If you have deployed an availability group only for disaster recovery, you may need to fail over the availability group to an asynchronous-commit secondary replica. Such configuration is illustrated by the following figure:
In this situation, you must fail over the availability group to the asynchronous-commit secondary replica during the rolling upgrade. To prevent data loss, change the commit mode to synchronous commit and wait for the secondary replica to be synchronized before you fail over the availability group. Therefore, the rolling upgrade process may look as follows:
Upgrade the secondary replica instance on the remote site
Change the commit mode to synchronous commit
Wait until synchronization state is SYNCHRONIZED
Fail over the availability group to the secondary replica on the remote site
Upgrade or update the local (primary site) replica instance
Fail over the availability group back to the primary site
Change the commit mode to asynchronous commit
Since the synchronous-commit mode is not a recommended setting for data synchronization to a remote site, client applications may notice an immediate increase in database latency after the setting change. Moreover, performing a failover will cause all unacknowledged log messages to be discarded. The amount of discarded log messages can be quite large due to the high network latency between the two sites, causing clients to experience a high volume of transactional failure. You can minimize impact to client applications by doing the following:
Carefully select a maintenance window during low client traffic
While upgrading or updating SQL Server 2016 on the primary site, change the availability mode back to asynchronous commit, then revert to synchronous commit when you are ready to fail over to the primary site again
If an availability group contains failover cluster instance (FCI) nodes, you should upgrade the inactive nodes before you upgrade the active nodes.

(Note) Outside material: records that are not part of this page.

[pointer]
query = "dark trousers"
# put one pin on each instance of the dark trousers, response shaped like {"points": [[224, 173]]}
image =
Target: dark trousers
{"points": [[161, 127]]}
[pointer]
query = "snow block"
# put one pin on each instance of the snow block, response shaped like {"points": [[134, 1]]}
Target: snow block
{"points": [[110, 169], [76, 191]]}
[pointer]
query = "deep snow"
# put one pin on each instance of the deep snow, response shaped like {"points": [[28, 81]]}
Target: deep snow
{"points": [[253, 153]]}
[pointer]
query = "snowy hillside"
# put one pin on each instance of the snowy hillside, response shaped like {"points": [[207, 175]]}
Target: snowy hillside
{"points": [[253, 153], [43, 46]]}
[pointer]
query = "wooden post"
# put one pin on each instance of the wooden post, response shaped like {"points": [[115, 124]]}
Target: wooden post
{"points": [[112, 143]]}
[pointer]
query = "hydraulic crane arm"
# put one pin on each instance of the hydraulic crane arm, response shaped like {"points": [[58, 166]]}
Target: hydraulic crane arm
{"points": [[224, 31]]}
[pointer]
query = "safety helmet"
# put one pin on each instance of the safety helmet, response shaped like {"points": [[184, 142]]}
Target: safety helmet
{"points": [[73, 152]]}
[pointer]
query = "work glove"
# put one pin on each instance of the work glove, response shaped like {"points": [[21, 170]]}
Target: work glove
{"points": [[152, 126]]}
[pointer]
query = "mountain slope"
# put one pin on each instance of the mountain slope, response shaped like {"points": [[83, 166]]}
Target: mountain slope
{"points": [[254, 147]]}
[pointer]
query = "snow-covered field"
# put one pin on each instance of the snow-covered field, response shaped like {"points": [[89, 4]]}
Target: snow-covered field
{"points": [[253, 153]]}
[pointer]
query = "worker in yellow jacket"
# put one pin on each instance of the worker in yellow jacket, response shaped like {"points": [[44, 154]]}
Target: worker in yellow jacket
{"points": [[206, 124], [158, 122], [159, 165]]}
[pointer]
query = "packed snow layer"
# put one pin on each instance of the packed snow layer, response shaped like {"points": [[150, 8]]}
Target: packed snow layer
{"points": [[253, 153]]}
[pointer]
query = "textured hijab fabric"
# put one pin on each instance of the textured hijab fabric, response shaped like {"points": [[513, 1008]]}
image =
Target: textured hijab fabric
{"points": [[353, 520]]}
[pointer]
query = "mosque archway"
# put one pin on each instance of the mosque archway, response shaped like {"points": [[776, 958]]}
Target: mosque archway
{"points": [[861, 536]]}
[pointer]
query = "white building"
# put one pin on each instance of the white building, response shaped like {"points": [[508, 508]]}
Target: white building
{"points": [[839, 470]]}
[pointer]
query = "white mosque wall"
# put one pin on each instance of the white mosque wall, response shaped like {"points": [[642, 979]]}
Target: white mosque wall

The figure below illustrates a common availability group scenario with FCIs for local high availability and asynchronous commit between the FCIs for remote disaster recovery, and the upgrade sequence.
Upgrade or update REMOTE2
Fail over FCI2 to REMOTE2
Upgrade or update REMOTE1
Upgrade or update PRIMARY2
Fail over FCI1 to PRIMARY2
Upgrade or update PRIMARY1
If you are running multiple availability groups with primary replicas on separate server nodes (an Active/Active configuration), the upgrade path involves more failover steps to preserve high availability in the process. Suppose you are running three availability groups on three server nodes as shown in the following table, and all secondary replicas are running in synchronous-commit mode.
It may be appropriate in your situation to perform a load-balanced rolling upgrade in the following sequence:
Fail over AG2 to Node3 (to free up Node2)
Upgrade or update Node2
Fail over AG1 to Node2 (to free up Node1)
Upgrade or update Node1
Fail over both AG2 and AG3 to Node1 (to free up Node3)
Upgrade or update Node3
Fail over AG3 to Node3
This upgrade sequence has an average downtime of less than two failovers per availability group. The resulting configuration is shown in the table below.
Based on your specific implementation, your upgrade path may vary, and the downtime that client applications experience may vary as well.